NSA-Affäre: Bundesanwalt ermittelt wegen Merkels Handy

Stephan Frey
Stephan Frey
3 min Lesezeit

NSA-Affäre: Bundesanwalt Range ermittelt nun doch wegen Handy von Angela Merkel – Vor dem Gesetz sind alle gleich. So jedenfalls will es die juristische Theorie.

nsa-affaere-bundesanwalt-merkel-handy news

Offenbar gibt es aber Menschen, die vor dem Gesetz “gleicher“ sind als andere Menschen.

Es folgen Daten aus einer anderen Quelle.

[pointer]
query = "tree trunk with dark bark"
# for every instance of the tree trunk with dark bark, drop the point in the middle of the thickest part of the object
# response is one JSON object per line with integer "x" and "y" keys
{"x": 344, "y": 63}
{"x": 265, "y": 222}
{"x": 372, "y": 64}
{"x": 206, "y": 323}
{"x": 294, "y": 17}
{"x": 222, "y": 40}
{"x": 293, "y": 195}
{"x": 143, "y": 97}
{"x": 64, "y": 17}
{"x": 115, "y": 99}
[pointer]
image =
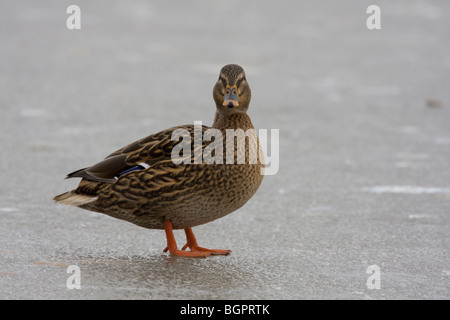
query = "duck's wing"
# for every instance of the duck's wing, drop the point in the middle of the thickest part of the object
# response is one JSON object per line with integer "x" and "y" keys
{"x": 138, "y": 155}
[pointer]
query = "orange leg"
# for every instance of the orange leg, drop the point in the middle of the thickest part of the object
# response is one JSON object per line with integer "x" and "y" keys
{"x": 192, "y": 244}
{"x": 196, "y": 251}
{"x": 172, "y": 244}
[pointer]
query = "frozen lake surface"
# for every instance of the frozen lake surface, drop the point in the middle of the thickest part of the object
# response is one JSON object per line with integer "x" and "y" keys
{"x": 364, "y": 175}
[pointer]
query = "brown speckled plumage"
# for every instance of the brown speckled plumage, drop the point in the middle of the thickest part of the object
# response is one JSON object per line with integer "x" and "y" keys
{"x": 187, "y": 195}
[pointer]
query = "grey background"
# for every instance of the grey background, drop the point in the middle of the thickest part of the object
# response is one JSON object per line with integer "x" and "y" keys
{"x": 364, "y": 120}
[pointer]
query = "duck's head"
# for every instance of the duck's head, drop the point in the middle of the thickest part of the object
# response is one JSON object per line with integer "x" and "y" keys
{"x": 232, "y": 92}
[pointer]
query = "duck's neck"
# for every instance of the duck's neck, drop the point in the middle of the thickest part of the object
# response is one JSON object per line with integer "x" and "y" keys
{"x": 232, "y": 121}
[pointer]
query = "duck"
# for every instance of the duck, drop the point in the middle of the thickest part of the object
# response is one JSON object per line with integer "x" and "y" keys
{"x": 145, "y": 184}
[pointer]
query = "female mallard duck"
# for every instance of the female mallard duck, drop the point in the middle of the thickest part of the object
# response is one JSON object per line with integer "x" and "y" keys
{"x": 142, "y": 184}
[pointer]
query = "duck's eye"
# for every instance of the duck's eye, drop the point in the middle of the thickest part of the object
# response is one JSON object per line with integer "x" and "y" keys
{"x": 224, "y": 82}
{"x": 238, "y": 83}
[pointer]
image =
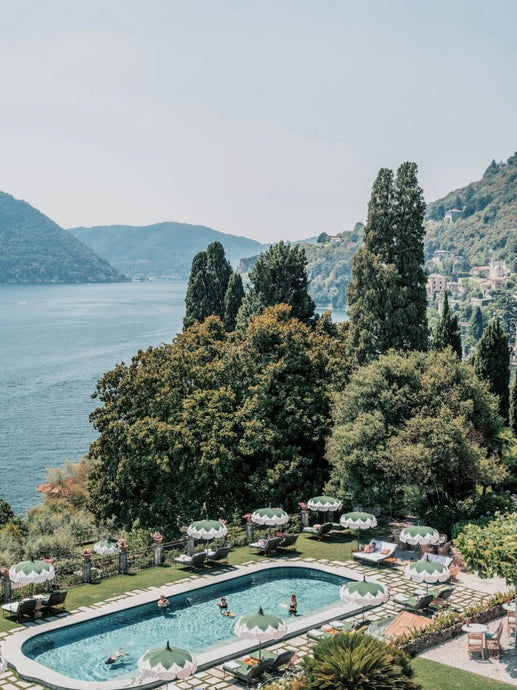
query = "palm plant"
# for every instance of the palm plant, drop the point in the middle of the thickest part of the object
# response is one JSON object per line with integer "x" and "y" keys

Bürger dürfen offenbar straffrei durch NSA ausgespäht werden

Anders lässt sich die Ermittlung des Generalbundesanwalts wegen der Ausspähung des Handys von Bundeskanzlerin Angela Merkel nicht erklären. Nicht das Ausspähen millionenfacher Daten von Bundesbürgern wird zur Anklage gebracht, sondern lediglich das Abhören des Handys der Bundeskanzlerin.

Während der Generalbundesanwalt im Fall der Bundeskanzlerin Ermittlungen aufgenommen hat, lehnte er es im Fall des massenhaften Ausspähens von Bürgerdaten durch die NSA ab.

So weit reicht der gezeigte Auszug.